As part of this work, we imported RPMs from the original Red Hat Enterprise Linux 5 ISO images into a repository and tried to build a Conary group containing those packages. Unfortunately, this group was not dependency-complete. It appears that during RHEL 5 development, several packages were built against Firefox 1.5.0.7. Then (I would suspect near the end of RHEL 5 development, though I haven't checked build dates) Firefox was updated to 1.5.0.9. Someone remembered that the yelp package would need to be rebuilt against Firefox 1.5.0.9 to function. No one, apparently, remembered that gnome-python2-extras also needed to be rebuilt against Firefox 1.5.0.9. I don't blame anyone for this; I wouldn't either. But with Conary, all we had to do was try to add all the packages to a group and Conary complained and told us exactly what was wrong. By contrast, RHEL 5 was released with gnome-python2-extras that included an RPATH entry referencing a directory that does not exist: a broken dependency. As far as RPM's more limited view of dependencies is concerned, RHEL 5 was dependency-complete, but the combination of Conary's deep file inspection and group dependency checking caught this bug immediately.

June 15, 2009
Posted by Michael K. Johnson
6:20 PM
Nice "work" if you can get it...

At the post office, I found myself writing a bit of a pastiche of an old classic:

Passport Hours: 10:30-4:30

Nice work hours if you can get 'em

NOTICE: TO SERVE YOU BETTER, PASSPORT SERVICE IS NOW BY APPOINTMENT ONLY

And you can work less, if you try!

1:40 PM:

Applicant has been waiting since around 1:30 PM, occasionally ringing doorbell.

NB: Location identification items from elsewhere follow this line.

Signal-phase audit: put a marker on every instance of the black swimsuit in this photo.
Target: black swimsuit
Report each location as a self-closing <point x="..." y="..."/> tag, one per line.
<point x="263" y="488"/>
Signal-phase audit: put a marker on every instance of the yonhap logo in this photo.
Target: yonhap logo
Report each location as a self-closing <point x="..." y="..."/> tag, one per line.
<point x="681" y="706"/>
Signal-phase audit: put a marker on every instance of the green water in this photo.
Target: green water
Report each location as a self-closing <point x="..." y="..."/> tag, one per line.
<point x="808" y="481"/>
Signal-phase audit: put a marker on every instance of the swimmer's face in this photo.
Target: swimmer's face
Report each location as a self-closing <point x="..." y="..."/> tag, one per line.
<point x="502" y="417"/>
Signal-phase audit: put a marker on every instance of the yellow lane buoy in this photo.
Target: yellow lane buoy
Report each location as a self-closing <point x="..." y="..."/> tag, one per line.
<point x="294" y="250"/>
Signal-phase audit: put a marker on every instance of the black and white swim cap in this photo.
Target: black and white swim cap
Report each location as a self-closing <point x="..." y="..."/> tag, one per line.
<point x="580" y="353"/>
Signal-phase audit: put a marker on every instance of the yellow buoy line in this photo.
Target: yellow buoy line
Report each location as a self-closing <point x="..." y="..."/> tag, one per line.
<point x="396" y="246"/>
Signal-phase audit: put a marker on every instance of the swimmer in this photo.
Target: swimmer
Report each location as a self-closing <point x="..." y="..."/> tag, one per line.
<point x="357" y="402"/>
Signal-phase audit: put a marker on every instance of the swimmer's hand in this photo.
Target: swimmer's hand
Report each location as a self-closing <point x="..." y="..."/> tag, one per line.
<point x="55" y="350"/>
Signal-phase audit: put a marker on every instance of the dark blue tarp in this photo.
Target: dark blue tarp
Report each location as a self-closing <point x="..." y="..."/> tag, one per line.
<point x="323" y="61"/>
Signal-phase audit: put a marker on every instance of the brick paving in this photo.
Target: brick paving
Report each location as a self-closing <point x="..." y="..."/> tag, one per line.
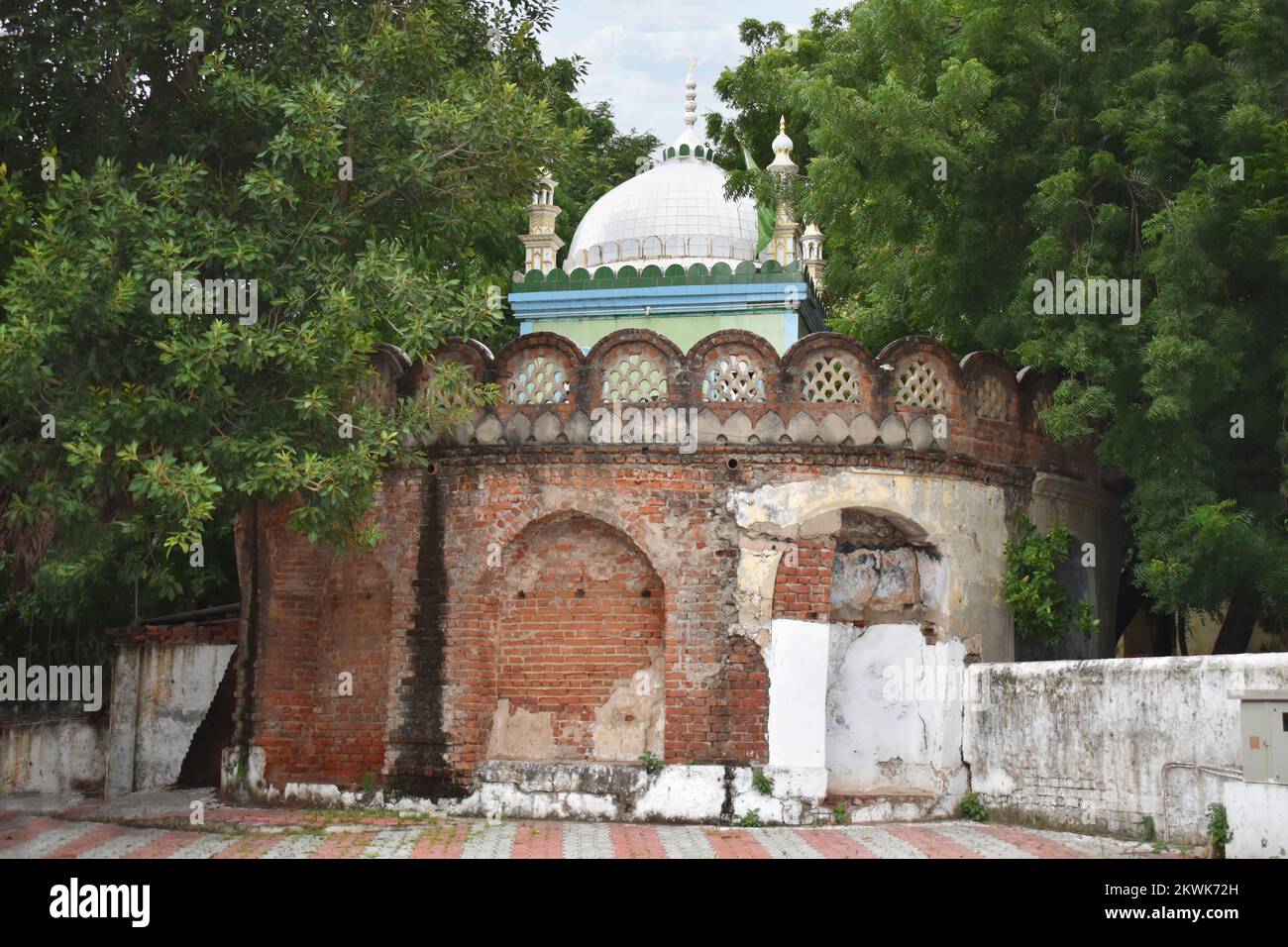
<point x="158" y="826"/>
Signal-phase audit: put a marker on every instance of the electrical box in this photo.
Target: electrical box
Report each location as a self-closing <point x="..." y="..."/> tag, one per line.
<point x="1263" y="727"/>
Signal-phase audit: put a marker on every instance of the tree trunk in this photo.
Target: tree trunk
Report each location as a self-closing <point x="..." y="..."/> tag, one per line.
<point x="1240" y="620"/>
<point x="1164" y="635"/>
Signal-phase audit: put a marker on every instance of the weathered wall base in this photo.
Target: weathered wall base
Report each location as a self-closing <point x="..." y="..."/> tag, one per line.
<point x="1257" y="813"/>
<point x="63" y="755"/>
<point x="160" y="696"/>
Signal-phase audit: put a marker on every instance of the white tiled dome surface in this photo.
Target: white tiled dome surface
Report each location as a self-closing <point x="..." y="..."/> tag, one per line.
<point x="675" y="213"/>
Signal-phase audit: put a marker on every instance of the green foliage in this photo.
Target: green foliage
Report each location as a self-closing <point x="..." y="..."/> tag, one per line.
<point x="1219" y="828"/>
<point x="973" y="808"/>
<point x="1146" y="828"/>
<point x="1042" y="609"/>
<point x="226" y="162"/>
<point x="1115" y="162"/>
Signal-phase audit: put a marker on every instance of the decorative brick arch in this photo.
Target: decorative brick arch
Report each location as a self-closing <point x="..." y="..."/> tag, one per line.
<point x="829" y="368"/>
<point x="539" y="368"/>
<point x="922" y="376"/>
<point x="734" y="367"/>
<point x="634" y="367"/>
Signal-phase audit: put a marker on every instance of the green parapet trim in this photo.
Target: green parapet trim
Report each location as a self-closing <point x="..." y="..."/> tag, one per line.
<point x="683" y="330"/>
<point x="652" y="274"/>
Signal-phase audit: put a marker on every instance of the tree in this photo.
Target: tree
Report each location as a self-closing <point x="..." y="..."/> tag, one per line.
<point x="1128" y="141"/>
<point x="132" y="429"/>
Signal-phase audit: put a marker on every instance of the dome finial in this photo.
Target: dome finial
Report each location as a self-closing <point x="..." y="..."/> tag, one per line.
<point x="782" y="146"/>
<point x="691" y="94"/>
<point x="690" y="144"/>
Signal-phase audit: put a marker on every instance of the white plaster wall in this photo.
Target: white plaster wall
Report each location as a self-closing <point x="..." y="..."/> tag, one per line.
<point x="160" y="696"/>
<point x="797" y="664"/>
<point x="52" y="757"/>
<point x="894" y="711"/>
<point x="1257" y="813"/>
<point x="1103" y="744"/>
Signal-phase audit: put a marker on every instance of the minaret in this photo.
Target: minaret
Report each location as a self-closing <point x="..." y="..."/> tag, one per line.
<point x="784" y="247"/>
<point x="811" y="254"/>
<point x="541" y="241"/>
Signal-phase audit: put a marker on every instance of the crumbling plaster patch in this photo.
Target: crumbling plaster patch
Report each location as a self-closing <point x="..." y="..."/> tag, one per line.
<point x="966" y="522"/>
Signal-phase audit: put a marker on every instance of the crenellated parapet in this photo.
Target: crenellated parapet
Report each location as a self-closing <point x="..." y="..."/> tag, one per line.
<point x="733" y="390"/>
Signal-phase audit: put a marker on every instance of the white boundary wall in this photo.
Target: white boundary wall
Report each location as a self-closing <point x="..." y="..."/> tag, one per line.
<point x="1106" y="744"/>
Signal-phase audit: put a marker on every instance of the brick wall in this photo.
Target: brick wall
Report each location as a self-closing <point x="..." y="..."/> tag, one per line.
<point x="432" y="625"/>
<point x="321" y="615"/>
<point x="803" y="587"/>
<point x="581" y="613"/>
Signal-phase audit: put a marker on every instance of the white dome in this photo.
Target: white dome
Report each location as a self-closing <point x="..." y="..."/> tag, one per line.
<point x="674" y="213"/>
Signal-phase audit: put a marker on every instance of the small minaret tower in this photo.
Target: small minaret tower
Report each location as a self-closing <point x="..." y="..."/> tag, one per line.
<point x="784" y="247"/>
<point x="811" y="254"/>
<point x="541" y="243"/>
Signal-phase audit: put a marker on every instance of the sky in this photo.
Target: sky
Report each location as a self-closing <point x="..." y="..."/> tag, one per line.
<point x="638" y="51"/>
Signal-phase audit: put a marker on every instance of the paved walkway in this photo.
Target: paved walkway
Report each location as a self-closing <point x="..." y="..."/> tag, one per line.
<point x="158" y="825"/>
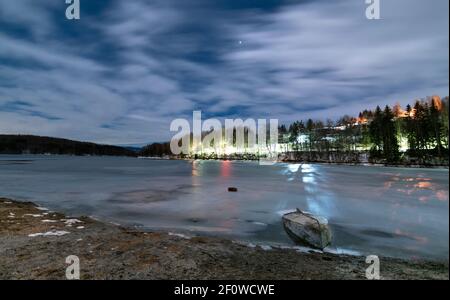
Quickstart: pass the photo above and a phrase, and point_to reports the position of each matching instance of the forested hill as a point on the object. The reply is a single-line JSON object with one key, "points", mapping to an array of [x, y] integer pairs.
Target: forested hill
{"points": [[29, 144]]}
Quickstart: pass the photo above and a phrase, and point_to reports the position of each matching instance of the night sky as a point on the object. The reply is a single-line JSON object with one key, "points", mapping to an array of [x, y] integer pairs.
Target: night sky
{"points": [[126, 69]]}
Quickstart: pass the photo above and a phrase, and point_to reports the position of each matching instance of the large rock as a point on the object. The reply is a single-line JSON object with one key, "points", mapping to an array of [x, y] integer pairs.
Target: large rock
{"points": [[307, 230]]}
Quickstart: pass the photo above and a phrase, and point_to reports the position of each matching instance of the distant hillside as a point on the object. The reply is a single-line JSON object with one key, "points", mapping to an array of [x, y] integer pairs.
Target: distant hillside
{"points": [[29, 144]]}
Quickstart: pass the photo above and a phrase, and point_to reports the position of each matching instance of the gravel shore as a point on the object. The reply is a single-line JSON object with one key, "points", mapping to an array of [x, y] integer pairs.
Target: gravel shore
{"points": [[34, 244]]}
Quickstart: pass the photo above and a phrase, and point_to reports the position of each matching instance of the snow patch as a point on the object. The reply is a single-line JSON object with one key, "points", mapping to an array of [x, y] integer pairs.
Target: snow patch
{"points": [[180, 235], [33, 215], [70, 222], [265, 247], [49, 233]]}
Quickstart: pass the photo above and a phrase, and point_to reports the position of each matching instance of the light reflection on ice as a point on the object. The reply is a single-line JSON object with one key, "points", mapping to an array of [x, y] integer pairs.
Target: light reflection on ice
{"points": [[375, 210]]}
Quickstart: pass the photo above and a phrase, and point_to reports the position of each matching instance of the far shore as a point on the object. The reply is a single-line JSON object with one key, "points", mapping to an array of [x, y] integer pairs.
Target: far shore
{"points": [[34, 244], [365, 164]]}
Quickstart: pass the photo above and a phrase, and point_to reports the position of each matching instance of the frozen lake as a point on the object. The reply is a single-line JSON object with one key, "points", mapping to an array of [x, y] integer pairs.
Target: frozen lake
{"points": [[400, 212]]}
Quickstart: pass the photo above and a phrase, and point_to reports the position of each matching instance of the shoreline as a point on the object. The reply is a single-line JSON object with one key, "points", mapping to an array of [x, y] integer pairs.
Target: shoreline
{"points": [[364, 164], [35, 242]]}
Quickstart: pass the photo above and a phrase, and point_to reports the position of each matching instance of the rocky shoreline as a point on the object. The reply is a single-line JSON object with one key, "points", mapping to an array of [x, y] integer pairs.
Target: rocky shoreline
{"points": [[34, 244]]}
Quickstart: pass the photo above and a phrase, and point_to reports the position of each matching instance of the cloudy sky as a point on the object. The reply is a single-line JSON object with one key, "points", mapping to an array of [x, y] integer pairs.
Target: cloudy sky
{"points": [[126, 69]]}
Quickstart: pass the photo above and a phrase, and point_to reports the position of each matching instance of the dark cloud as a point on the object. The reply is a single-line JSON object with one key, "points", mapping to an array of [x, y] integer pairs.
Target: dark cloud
{"points": [[127, 68]]}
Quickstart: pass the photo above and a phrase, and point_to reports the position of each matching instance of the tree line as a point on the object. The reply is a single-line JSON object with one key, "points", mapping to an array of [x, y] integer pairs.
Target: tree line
{"points": [[418, 132], [29, 144]]}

Postal Service Employee (annoyed, poking head around door she is holding mostly closed): When's your appointment?

Applicant: My appointment was at 1:30, Ma'am

Postal Service Employee (even more annoyed): Can't be at this post office. You must be at the wrong post office. I have lunch from 1 to 2.

...

Suddenly, I find myself thinking that privatizing postal service might be a good idea after all. Also, putting the phrase "to serve you better" on a sign or form should be a federal offense, publishable by standing in line at a post office for 10 years.